わたくしの周囲に顕現した流星ビット……ではなく流星スピーカーから流れる、サイケなBGMだ。
「え、これなんていう曲……?」
「フリーBGMサイトから引っ張ってきました」
「何から何したって?」
厳密に言えば覚えてるフリー音源を気合で再現した。
まあ異世界だし歌詞使ったら取り締まりに来るような怖い団体もいないんだけどな。
毎晩自分の部屋でガンダムシリーズの主題歌を歌ったり歴代仮面ライダーの変身ポーズを取ったりしているわたくしからすれば、こうしてかつていた世界を思い出させる代物に触れることは大変健康にいい。
「さあ! お菓子作りの前にまず踊りますわよ!」
「は? 踊るわけないでしょ」
「いいえ躍るのが先ですわ!」
目を見開いてドン引きするリンディの手からボウルをひったくり、ふんわりと流星ラップをして机に置く。
これで両手はフリーだ、踊れるな。
「さ……さっきから何を言ってるんですか?」
ユイさんの疑問に対して、わたくしはポケットからサングラスを取り出しながら告げる。
「わたくしがレーザービームのように生きる最強の令嬢だから、ですわ!」
「答えになってないですよ!?」
「答えになってないんだけど!?」
さあ、フロア熱狂の時間だ!
◇
女子三人が調理室を借りているという話は、朝の段階でクラス全体が知っていた。
参加したがる生徒もいるにはいたしマリアンヌは歓迎の姿勢だったが、マリアンヌ以外の全員が暗黙のうち参加はしないと決めていた。

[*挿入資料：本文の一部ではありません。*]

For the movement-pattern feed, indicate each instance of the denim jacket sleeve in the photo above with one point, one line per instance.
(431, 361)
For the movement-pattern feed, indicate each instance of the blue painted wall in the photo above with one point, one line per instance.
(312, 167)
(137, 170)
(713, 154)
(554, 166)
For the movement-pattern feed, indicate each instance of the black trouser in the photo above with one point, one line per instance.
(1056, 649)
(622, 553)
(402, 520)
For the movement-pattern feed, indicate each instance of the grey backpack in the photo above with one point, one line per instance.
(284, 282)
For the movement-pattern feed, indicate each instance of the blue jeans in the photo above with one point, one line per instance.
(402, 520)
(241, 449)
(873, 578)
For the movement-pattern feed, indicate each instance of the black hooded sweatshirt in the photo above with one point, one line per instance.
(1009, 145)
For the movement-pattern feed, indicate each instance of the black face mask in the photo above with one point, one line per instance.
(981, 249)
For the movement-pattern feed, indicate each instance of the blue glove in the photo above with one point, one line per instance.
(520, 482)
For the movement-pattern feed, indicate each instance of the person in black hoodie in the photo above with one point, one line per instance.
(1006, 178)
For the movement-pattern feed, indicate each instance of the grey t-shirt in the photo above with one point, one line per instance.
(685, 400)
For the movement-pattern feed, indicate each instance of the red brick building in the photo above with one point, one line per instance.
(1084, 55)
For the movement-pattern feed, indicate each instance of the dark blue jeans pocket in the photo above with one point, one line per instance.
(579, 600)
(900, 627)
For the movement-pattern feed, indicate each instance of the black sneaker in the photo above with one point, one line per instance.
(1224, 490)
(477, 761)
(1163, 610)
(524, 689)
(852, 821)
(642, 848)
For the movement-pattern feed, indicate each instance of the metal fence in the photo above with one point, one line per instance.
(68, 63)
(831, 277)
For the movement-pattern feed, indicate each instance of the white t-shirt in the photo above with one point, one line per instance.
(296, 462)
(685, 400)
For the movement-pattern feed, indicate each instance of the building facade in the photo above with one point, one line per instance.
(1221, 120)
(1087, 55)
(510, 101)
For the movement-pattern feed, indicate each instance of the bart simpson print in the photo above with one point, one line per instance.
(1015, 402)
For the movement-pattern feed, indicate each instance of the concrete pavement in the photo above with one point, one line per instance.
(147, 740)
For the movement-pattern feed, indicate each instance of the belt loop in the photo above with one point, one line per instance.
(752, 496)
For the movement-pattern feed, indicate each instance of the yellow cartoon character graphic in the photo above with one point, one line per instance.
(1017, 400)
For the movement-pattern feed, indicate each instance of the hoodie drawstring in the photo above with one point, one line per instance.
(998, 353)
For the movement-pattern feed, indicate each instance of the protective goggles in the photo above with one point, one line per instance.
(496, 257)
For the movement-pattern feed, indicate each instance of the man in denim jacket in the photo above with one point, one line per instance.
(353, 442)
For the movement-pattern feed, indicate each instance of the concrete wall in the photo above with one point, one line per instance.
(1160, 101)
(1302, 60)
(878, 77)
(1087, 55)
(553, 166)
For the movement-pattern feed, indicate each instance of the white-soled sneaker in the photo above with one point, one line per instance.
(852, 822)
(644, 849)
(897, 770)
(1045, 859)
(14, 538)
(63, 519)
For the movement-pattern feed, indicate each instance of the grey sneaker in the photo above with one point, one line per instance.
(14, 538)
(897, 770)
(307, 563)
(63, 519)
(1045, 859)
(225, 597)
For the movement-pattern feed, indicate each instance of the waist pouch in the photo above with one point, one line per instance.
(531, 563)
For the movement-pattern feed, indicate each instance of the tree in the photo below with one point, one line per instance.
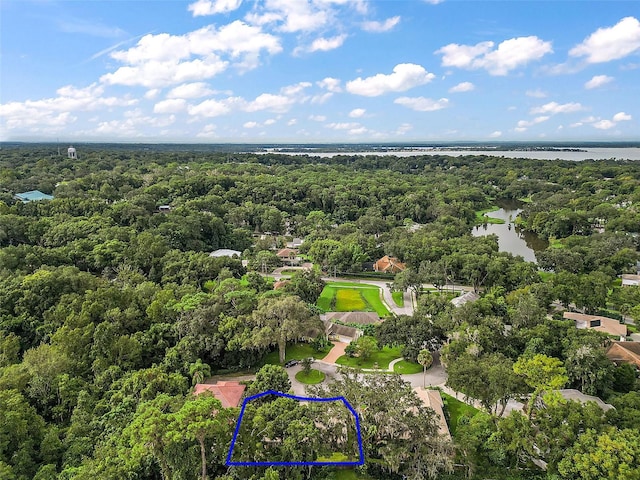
(425, 359)
(541, 373)
(270, 377)
(611, 455)
(408, 279)
(202, 419)
(399, 434)
(279, 320)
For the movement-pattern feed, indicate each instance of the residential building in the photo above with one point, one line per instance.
(624, 352)
(289, 256)
(225, 252)
(630, 280)
(599, 323)
(229, 393)
(465, 298)
(389, 264)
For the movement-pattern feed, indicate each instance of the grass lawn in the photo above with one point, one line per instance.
(398, 297)
(457, 409)
(295, 351)
(556, 243)
(315, 376)
(404, 367)
(347, 474)
(381, 357)
(481, 218)
(352, 297)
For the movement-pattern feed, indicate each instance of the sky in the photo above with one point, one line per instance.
(316, 71)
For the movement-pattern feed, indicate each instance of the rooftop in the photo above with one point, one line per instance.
(229, 393)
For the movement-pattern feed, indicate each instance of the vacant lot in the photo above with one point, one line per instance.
(352, 297)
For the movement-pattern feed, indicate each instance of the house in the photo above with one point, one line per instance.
(361, 318)
(577, 396)
(289, 256)
(389, 264)
(630, 280)
(624, 352)
(32, 196)
(229, 393)
(280, 284)
(225, 252)
(295, 243)
(465, 298)
(610, 326)
(341, 333)
(433, 400)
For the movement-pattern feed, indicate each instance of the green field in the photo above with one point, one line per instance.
(314, 376)
(295, 351)
(456, 409)
(381, 357)
(481, 218)
(404, 367)
(352, 297)
(398, 297)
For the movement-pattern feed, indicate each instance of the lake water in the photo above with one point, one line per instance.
(588, 154)
(510, 237)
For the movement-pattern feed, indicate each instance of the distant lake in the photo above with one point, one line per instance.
(588, 154)
(510, 237)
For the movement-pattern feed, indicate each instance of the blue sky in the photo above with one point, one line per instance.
(319, 70)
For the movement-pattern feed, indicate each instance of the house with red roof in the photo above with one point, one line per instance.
(229, 393)
(389, 264)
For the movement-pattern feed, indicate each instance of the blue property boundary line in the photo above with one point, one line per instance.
(360, 461)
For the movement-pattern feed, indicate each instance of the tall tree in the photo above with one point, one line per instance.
(281, 319)
(425, 359)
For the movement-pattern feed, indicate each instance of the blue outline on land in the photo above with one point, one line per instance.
(295, 464)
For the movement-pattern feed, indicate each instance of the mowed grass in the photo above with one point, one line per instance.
(456, 409)
(294, 351)
(314, 376)
(352, 297)
(381, 357)
(404, 367)
(481, 218)
(398, 298)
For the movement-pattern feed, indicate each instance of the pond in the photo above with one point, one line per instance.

というのも、これはユイの立場が冬休み前と後で大きく変わったことが理由にある。
今までは庶民出身の一般生徒だった彼女が、気づけば現教皇になっていたのだ。
即ち、冷笑的に揶揄される境遇にあった彼女は一転し、魔法使い勢力に入っている者からすれば絶対的な不倶戴天の仇となったのである。
ジークフリートはユートだけでなくユイの護衛も管轄し、また動員される騎士の数も増えている。
魔法使いの学園に騎士がいること自体が不愉快だという声は、ジークフリート以外のメンツは潜伏の形をとることで一応の決着を見た。それでも火種はそこかしこに点在する。
元々マリアンヌたちが所属していた一年一組は、まあ……言ってみればマリアンヌグループが起こす騒動やら何やらを受けて感覚が完全に切り替わっているので、騎士と魔法使いの対立? あったっけそんなの……そんなことよりジークフリートさんカッコいいよな! 新刊はこれ(夢小説)で決まりだ! みたいな連中ばかりになっている。
それはユイにとっては救いだったし、クラスメイト達にとっても救いだった。
(はっきりって、今のタガハラ嬢相手に暗殺が上手くいくとは思えない。正面からオレが殺しにかかっても死なないんじゃないか。だから、最も恐ろしいのは……)
調理室の外の廊下に佇むジークフリートは、腕を組んで顔を伏せる。
(タガハラ嬢への嫌がらせを、マリアンヌ嬢がいるタイミングでやられること。これが一番まずい。考えたくもない)
単なる嫌がらせへの報復として物理的に天が割れる可能性すらある。
今までよりもいっそうユイを溺愛するようになっているマリアンヌを見ていれば、これが自分の考え過ぎだという指摘が余りに楽観的であると断言できる。
(故に、しばらくは徹底的に護衛することになる。クラスのみんなにも説明し、了承してくれてよかった)
すっかり顔なじみとなった一組生徒たちは、ジークフリートにむしろねぎらいの言葉や、手伝えることがあれば言ってくれとまで告げていた。
いい子たちだ、未来の光だ、そう騎士は思わず笑みをこぼす。
──いやいやいやいやいやあなたがユイさんを庇って嫌がらせを体で受け止めたりしたらピースラウンドさん2倍キレて学校消し飛びますからね!! そりゃ手伝いますよ!!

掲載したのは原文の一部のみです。